THE MASTERPIECE
We reassess the greatest films of all time
Take that,
Bullitt! The iconic Second Street Tunnel chase.
Alamy, Getty Images
The Driver
AFTER MAKING HIS directorial debut with 1975’s bare-knuckle boxing/crime drama Hard Times, aka The Streetfighter, Walter Hill helped kickstart the modern action movie with his sophomore feature, transforming the simple story of an ace getaway driver and the cop after him into a lean, stylish, elegiac, high-octane thriller. “Suddenly the action movie was more adult,” Hill would recall of his inspiration. “You could make crime movies without cops, with criminals as protagonists. They were darker, less melodramatic, more influenced by Europe.”
Hill had written The Driver with Steve McQueen in mind.

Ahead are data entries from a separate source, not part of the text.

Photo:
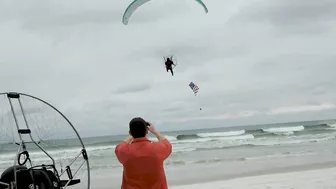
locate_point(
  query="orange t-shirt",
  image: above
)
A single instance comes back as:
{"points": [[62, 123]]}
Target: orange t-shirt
{"points": [[143, 163]]}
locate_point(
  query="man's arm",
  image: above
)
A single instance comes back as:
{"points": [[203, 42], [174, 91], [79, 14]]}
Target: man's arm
{"points": [[128, 139], [163, 147], [121, 149]]}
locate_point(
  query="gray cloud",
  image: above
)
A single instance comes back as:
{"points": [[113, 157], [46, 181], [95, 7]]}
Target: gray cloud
{"points": [[246, 56], [133, 88]]}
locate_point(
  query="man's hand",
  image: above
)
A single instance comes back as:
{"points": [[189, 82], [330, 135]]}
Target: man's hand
{"points": [[152, 129]]}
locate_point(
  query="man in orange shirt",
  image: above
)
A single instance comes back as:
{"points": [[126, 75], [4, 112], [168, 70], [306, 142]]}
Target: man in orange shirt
{"points": [[142, 159]]}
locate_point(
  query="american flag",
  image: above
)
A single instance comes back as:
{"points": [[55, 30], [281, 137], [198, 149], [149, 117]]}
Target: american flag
{"points": [[194, 87]]}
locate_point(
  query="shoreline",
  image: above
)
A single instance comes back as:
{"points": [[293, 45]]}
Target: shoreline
{"points": [[304, 178], [267, 172]]}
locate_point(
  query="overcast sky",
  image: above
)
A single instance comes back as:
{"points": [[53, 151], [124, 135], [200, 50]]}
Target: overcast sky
{"points": [[255, 61]]}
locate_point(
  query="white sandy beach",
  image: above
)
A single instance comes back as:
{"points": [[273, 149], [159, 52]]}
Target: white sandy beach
{"points": [[312, 179]]}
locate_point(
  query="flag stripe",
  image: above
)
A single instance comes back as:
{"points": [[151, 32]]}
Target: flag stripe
{"points": [[194, 87]]}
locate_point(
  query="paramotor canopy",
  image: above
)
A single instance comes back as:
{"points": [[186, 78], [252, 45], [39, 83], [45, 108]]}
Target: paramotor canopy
{"points": [[137, 3]]}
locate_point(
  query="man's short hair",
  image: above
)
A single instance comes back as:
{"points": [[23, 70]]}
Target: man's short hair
{"points": [[138, 127]]}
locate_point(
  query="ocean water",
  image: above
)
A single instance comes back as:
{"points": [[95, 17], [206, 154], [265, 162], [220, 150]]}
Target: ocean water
{"points": [[204, 155]]}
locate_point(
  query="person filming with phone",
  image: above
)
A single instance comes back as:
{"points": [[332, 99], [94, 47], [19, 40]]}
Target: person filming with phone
{"points": [[143, 159]]}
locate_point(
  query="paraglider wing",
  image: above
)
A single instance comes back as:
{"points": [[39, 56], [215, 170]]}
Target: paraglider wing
{"points": [[137, 3], [203, 5], [131, 8]]}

But the Great Escape actor, who’d starred in Sam Peckinpah’s The Getaway, which Hill also scripted, passed, claiming he didn’t want to do “another car thing” after Bullitt. So Hill wound up with Ryan O’Neal, on a hot streak after Love Story, What’s Up, Doc? and Paper Moon; he had previously appeared in the Hill-penned The Thief Who Came To Dinner and was looking to stretch himself and break out of his romantic-comedy box. O’Neal saw The Driver as, well, the perfect vehicle for him.